Learning in Lake Wobegon
Education & Development, People & Places September 14th, 2005
Friday night, before the start of a quick and fleeting (aren’t they all?) football weekend, I went to a GSLIS social event. This is significant … I’m basically doing grad school by myself. I don’t have any associations with people in the field or school, and introducing myself carte blanche to stangers isn’t one of my strong points. But, I went to a bar outside of my social circles, and met a bunch of other people there for happy hour.
Turned out to be a really great experience. I had a long discussion with one of the IS/interfaces professors, whom I know I’ll enteract with later academically, and probably professionally. I was impressed by him; out at a happy hour with students, and interested in listening to my ideas about technology and my impressions of LIS so far, and things us as CS/LIS people are doing right and wrong. I learned a few things, and hope I left a good impression on him. Part of it might have been drunken rambling (on my part most likely, maybe on his part — I don’t know him well enough to say.)
It’s tough completely reacclimating to student life, because IS is something I work in and study/experience every day. Yes, these are my professors and upper-classmen, but they’re also my colleagues. They have knowledge I don’t have, at least with terminology and history of the LIS field, but I have practical hands on experience with technology and the application of some of these pieces. I think that puts me in a unique, or at least rarer position than some of my other classmates. I worry that sometimes I presume too much of myself, and should take a humbler student approach.

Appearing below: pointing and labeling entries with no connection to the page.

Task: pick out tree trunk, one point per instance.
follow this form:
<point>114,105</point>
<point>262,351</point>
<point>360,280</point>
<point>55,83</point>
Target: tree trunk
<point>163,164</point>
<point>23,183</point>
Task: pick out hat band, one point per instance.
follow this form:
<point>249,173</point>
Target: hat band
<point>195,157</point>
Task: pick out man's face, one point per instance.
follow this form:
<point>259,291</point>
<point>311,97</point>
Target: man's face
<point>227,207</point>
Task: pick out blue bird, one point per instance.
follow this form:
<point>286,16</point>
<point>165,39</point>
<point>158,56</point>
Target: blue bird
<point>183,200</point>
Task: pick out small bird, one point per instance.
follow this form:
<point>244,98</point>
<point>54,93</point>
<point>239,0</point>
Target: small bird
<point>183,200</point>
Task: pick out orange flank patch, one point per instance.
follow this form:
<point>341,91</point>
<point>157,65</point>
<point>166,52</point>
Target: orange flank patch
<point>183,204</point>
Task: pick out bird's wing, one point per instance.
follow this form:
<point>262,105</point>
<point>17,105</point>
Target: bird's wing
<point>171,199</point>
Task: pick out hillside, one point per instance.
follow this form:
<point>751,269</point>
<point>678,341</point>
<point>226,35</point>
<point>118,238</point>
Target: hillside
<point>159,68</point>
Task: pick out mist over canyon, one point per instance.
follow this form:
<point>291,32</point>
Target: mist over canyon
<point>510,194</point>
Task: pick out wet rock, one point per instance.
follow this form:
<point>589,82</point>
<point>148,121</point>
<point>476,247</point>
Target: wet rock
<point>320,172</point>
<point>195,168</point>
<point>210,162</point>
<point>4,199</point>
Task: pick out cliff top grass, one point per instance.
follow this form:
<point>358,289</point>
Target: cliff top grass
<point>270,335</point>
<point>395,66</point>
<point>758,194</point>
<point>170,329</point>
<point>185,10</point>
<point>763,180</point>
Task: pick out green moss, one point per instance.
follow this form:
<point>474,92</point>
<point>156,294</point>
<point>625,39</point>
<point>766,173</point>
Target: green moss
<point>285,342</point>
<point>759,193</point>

And then Jeffe posts about inflated self-assessments and that’s been a strike to my self confidence. The post is funny to me because I took his class (for non UIUC-CS majors, that’s the CS theory class that is both the scariest and coolest thing you’ve ever seen. It is the class that fries your brain. It is the class whose topics or textbook you tout to non-CS people to revel in their horrified stares. It is the class that forces you to think outside normal considerations, and somehow logically argue how you got there and why it’s valid. It is the class that showed me if I can solve minesweeper (the demo game that comes with Windows,) in a logical way, I will have solved all of the impossible problems of the universe. They will all fold into one, and be answered, and the universe will instantly disappear and be replaced by something even more bizarre and inexplicable. Again. (With apologies to Douglas Adams.) Anyhow, “I don’t know.” I used that in his class.
The paper/pancakes blog post was a good, timely reminder that while I need to be critical and analytical and bring my wits to class with me, I need to be very open and understanding, and not overstep myself. If I err that way, it’s not because I’m arrogant or trying to show off, it’s that learning changes you. I feel my opinions on the readings and topics as they’re introduced to me bring a fresh perspective that maybe the teachers have long forgotten, and that I someday will forget, unless I get it out and talk about it now. I say stupid things because I want to be argued against. I think I know something about the topics, because in some ways I do, even if what I don’t realize yet is that bit of knowledge barely fills a thimble floating in the ocean.
I just hope I can do all that without making an ass of myself, both in class and socially.